Second, talk to your IT people now, before trouble happens, and begin to formulate a defense plan. Make sure your systems are set up for maximum protection, for example. The question to ask is: Who can (and should) be able to access what, and why? The use of privileged accounts should be carefully restricted, for example; only use administrator accounts when necessary. Configure access controls, including file, directory and network share permissions appropriately. Your IT people can also disable certain information contained in office files transmitted over email. Implement software restriction policies or other controls to prevent programs from executing from common ransomware locations (e.g., temporary folders supporting popular internet browsers, compression/decompression programs).

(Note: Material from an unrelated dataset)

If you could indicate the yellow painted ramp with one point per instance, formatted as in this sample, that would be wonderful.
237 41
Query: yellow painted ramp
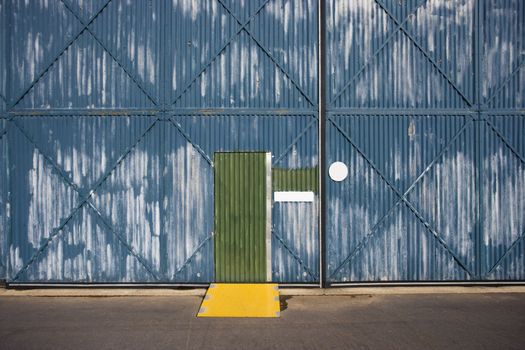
241 300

Third, if you think you’ve been hit, don’t wait and hope the problem gets better…get your IT people involved immediately. In NotPetya’s case, the ransomware infects computers and then waits for about an hour before rebooting the machine. While the machine is rebooting, you can switch off to prevent the files from being encrypted, and try to rescue the files. Your IT people may instruct you to disconnect your PC from the Internet, reformat the hard drive and reinstall your files from backup. (If the system reboots with the ransom note, don’t pay the ransom – as I said, with NotPetya at least, there’s no way to get the decryption key to unlock your files anyway.)
Fourth, make sure you’re backing up your data properly, and make sure that your IT people frequently test the systems for integrity and physical security. (If you can restore the bulk of your data from the cloud, the fraudsters lose a lot of their leverage.) Keep operating systems, software and firmware up-to-date and patched. (I know it’s a pain in the neck, but do it anyway.) Make sure that antivirus and anti-malware solutions are also updated, and are regularly scanning network resources looking for invaders.
Finally, call your broker and review your cyberinsurance (or lack of it). If you don’t have the coverage, think about getting it, and at least go through the exercise of completing the application even if you don’t bind. The application tends to be fairly detailed and may alert you to gaps in your company’s procedures, which could save you from trouble later. Make sure the policy provides coverage for ransomware-related costs. Despite the dramatic rise in ransomware, insurance coverage for this particular threat isn’t always included. (There’s no standard-form policy, so you have to review the specific wording.) Since ransomware incidents often don’t result in the destruction or actual “theft” of any data, policies that limit coverage — like business interruption coverage — to situations where data is altered or destroyed may prove useless in a ransom situation. Remember, also, that policies may require the insurance company’s consent before paying any ransom. Better figure all this out now, before it’s too late.